Determinants are constructions studied in linear algebra and related to matrices, one of the most common applications of determinants is the solution of linear equations, whose simplest form is known as the Cramer's rule.
Now we proceed to use this rule to get the solution of the linear system:
[tex]x = \frac{\left|\begin{array}{cc}5&2\\4&3\end{array}\right| }{\left|\begin{array}{cc}3&2\\1&3\end{array}\right|}[/tex]

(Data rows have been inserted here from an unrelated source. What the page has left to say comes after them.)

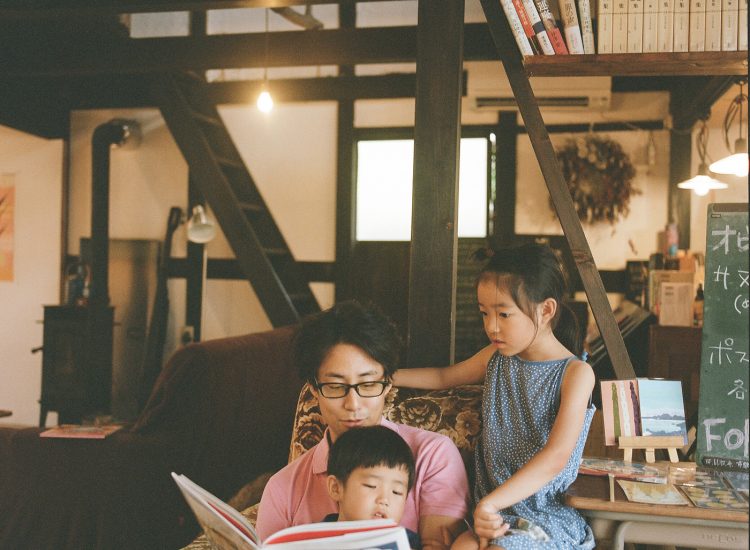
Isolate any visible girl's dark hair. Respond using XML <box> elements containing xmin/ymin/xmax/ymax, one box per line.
<box><xmin>328</xmin><ymin>426</ymin><xmax>414</xmax><ymax>490</ymax></box>
<box><xmin>293</xmin><ymin>300</ymin><xmax>401</xmax><ymax>384</ymax></box>
<box><xmin>475</xmin><ymin>243</ymin><xmax>583</xmax><ymax>355</ymax></box>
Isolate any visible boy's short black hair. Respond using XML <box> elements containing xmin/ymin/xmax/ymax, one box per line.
<box><xmin>294</xmin><ymin>300</ymin><xmax>401</xmax><ymax>384</ymax></box>
<box><xmin>328</xmin><ymin>426</ymin><xmax>414</xmax><ymax>490</ymax></box>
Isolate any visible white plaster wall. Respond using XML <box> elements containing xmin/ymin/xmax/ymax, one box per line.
<box><xmin>682</xmin><ymin>86</ymin><xmax>748</xmax><ymax>266</ymax></box>
<box><xmin>0</xmin><ymin>126</ymin><xmax>63</xmax><ymax>425</ymax></box>
<box><xmin>520</xmin><ymin>131</ymin><xmax>669</xmax><ymax>270</ymax></box>
<box><xmin>68</xmin><ymin>103</ymin><xmax>336</xmax><ymax>362</ymax></box>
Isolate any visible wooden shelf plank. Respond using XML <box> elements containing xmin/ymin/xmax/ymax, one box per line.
<box><xmin>523</xmin><ymin>50</ymin><xmax>747</xmax><ymax>76</ymax></box>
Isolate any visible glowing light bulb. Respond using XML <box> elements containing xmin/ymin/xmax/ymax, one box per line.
<box><xmin>256</xmin><ymin>89</ymin><xmax>273</xmax><ymax>113</ymax></box>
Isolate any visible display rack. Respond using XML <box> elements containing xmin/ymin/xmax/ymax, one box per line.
<box><xmin>481</xmin><ymin>0</ymin><xmax>748</xmax><ymax>379</ymax></box>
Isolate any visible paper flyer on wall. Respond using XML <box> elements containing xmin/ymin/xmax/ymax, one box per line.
<box><xmin>172</xmin><ymin>472</ymin><xmax>409</xmax><ymax>550</ymax></box>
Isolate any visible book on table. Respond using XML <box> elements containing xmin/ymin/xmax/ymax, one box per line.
<box><xmin>39</xmin><ymin>424</ymin><xmax>122</xmax><ymax>439</ymax></box>
<box><xmin>172</xmin><ymin>472</ymin><xmax>409</xmax><ymax>550</ymax></box>
<box><xmin>578</xmin><ymin>456</ymin><xmax>667</xmax><ymax>484</ymax></box>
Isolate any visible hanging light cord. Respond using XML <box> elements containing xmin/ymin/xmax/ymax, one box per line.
<box><xmin>695</xmin><ymin>118</ymin><xmax>708</xmax><ymax>164</ymax></box>
<box><xmin>723</xmin><ymin>80</ymin><xmax>747</xmax><ymax>152</ymax></box>
<box><xmin>263</xmin><ymin>8</ymin><xmax>268</xmax><ymax>82</ymax></box>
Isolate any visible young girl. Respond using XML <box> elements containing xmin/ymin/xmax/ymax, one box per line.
<box><xmin>394</xmin><ymin>244</ymin><xmax>594</xmax><ymax>550</ymax></box>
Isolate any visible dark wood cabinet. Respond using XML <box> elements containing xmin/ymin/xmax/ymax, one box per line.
<box><xmin>39</xmin><ymin>306</ymin><xmax>114</xmax><ymax>427</ymax></box>
<box><xmin>648</xmin><ymin>325</ymin><xmax>702</xmax><ymax>418</ymax></box>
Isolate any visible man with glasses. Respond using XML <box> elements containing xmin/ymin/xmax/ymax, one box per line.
<box><xmin>256</xmin><ymin>302</ymin><xmax>468</xmax><ymax>549</ymax></box>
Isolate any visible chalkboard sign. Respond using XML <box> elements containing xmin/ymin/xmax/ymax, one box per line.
<box><xmin>696</xmin><ymin>203</ymin><xmax>750</xmax><ymax>470</ymax></box>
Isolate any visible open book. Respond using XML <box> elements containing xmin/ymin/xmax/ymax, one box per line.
<box><xmin>39</xmin><ymin>424</ymin><xmax>122</xmax><ymax>439</ymax></box>
<box><xmin>172</xmin><ymin>472</ymin><xmax>409</xmax><ymax>550</ymax></box>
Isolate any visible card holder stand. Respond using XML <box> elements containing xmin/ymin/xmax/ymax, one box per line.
<box><xmin>617</xmin><ymin>435</ymin><xmax>685</xmax><ymax>463</ymax></box>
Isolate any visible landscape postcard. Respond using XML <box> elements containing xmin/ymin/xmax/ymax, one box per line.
<box><xmin>636</xmin><ymin>378</ymin><xmax>687</xmax><ymax>445</ymax></box>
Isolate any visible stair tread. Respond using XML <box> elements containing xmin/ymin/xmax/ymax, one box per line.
<box><xmin>237</xmin><ymin>201</ymin><xmax>266</xmax><ymax>212</ymax></box>
<box><xmin>263</xmin><ymin>247</ymin><xmax>289</xmax><ymax>256</ymax></box>
<box><xmin>190</xmin><ymin>109</ymin><xmax>224</xmax><ymax>128</ymax></box>
<box><xmin>214</xmin><ymin>155</ymin><xmax>245</xmax><ymax>170</ymax></box>
<box><xmin>175</xmin><ymin>71</ymin><xmax>206</xmax><ymax>84</ymax></box>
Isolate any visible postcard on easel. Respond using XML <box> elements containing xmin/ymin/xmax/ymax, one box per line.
<box><xmin>617</xmin><ymin>479</ymin><xmax>690</xmax><ymax>506</ymax></box>
<box><xmin>39</xmin><ymin>424</ymin><xmax>122</xmax><ymax>439</ymax></box>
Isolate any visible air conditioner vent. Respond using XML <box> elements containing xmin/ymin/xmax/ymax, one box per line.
<box><xmin>474</xmin><ymin>95</ymin><xmax>591</xmax><ymax>109</ymax></box>
<box><xmin>467</xmin><ymin>61</ymin><xmax>612</xmax><ymax>111</ymax></box>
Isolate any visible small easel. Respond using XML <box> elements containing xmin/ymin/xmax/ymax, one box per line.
<box><xmin>618</xmin><ymin>435</ymin><xmax>685</xmax><ymax>463</ymax></box>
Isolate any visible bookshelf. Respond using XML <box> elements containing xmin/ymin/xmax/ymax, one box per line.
<box><xmin>481</xmin><ymin>0</ymin><xmax>748</xmax><ymax>379</ymax></box>
<box><xmin>523</xmin><ymin>50</ymin><xmax>748</xmax><ymax>77</ymax></box>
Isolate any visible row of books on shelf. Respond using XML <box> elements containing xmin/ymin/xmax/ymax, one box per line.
<box><xmin>500</xmin><ymin>0</ymin><xmax>747</xmax><ymax>56</ymax></box>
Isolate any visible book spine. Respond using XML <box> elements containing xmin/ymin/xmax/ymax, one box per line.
<box><xmin>521</xmin><ymin>0</ymin><xmax>560</xmax><ymax>55</ymax></box>
<box><xmin>511</xmin><ymin>0</ymin><xmax>541</xmax><ymax>54</ymax></box>
<box><xmin>500</xmin><ymin>0</ymin><xmax>534</xmax><ymax>56</ymax></box>
<box><xmin>656</xmin><ymin>0</ymin><xmax>674</xmax><ymax>52</ymax></box>
<box><xmin>578</xmin><ymin>0</ymin><xmax>596</xmax><ymax>54</ymax></box>
<box><xmin>534</xmin><ymin>0</ymin><xmax>568</xmax><ymax>55</ymax></box>
<box><xmin>688</xmin><ymin>0</ymin><xmax>706</xmax><ymax>52</ymax></box>
<box><xmin>643</xmin><ymin>0</ymin><xmax>660</xmax><ymax>49</ymax></box>
<box><xmin>721</xmin><ymin>0</ymin><xmax>739</xmax><ymax>52</ymax></box>
<box><xmin>612</xmin><ymin>0</ymin><xmax>628</xmax><ymax>53</ymax></box>
<box><xmin>628</xmin><ymin>0</ymin><xmax>643</xmax><ymax>53</ymax></box>
<box><xmin>596</xmin><ymin>0</ymin><xmax>612</xmax><ymax>53</ymax></box>
<box><xmin>704</xmin><ymin>0</ymin><xmax>722</xmax><ymax>52</ymax></box>
<box><xmin>560</xmin><ymin>0</ymin><xmax>584</xmax><ymax>54</ymax></box>
<box><xmin>672</xmin><ymin>0</ymin><xmax>690</xmax><ymax>48</ymax></box>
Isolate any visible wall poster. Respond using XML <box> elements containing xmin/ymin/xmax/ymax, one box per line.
<box><xmin>0</xmin><ymin>174</ymin><xmax>16</xmax><ymax>281</ymax></box>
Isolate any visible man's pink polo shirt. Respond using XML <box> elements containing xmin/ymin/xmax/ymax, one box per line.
<box><xmin>256</xmin><ymin>418</ymin><xmax>469</xmax><ymax>540</ymax></box>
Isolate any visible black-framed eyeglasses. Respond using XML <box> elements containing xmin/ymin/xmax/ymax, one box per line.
<box><xmin>315</xmin><ymin>380</ymin><xmax>391</xmax><ymax>399</ymax></box>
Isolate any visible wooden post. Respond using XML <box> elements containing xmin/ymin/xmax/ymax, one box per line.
<box><xmin>617</xmin><ymin>435</ymin><xmax>685</xmax><ymax>463</ymax></box>
<box><xmin>407</xmin><ymin>0</ymin><xmax>464</xmax><ymax>367</ymax></box>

[tex]x = \frac{(5)\cdot (3)-(4)\cdot (2)}{(3)\cdot (3) -(1)\cdot (2)}[/tex]
x = 1
[tex]y = \frac{\left|\begin{array}{cc}3&5\\1&4\end{array}\right| }{\left|\begin{array}{cc}3&2\\1&3\end{array}\right|}[/tex]
[tex]y = \frac{(3)\cdot (4) - (5)\cdot (1)}{(3)\cdot (3) - (1)\cdot (2)}[/tex]
y = 1
By applying Cramer's rule as solution method, the solution of the linear system 3 · x + 2 · y = 5 and x + 3 · y = 4 is equal to the set (x, y) = (1, 1).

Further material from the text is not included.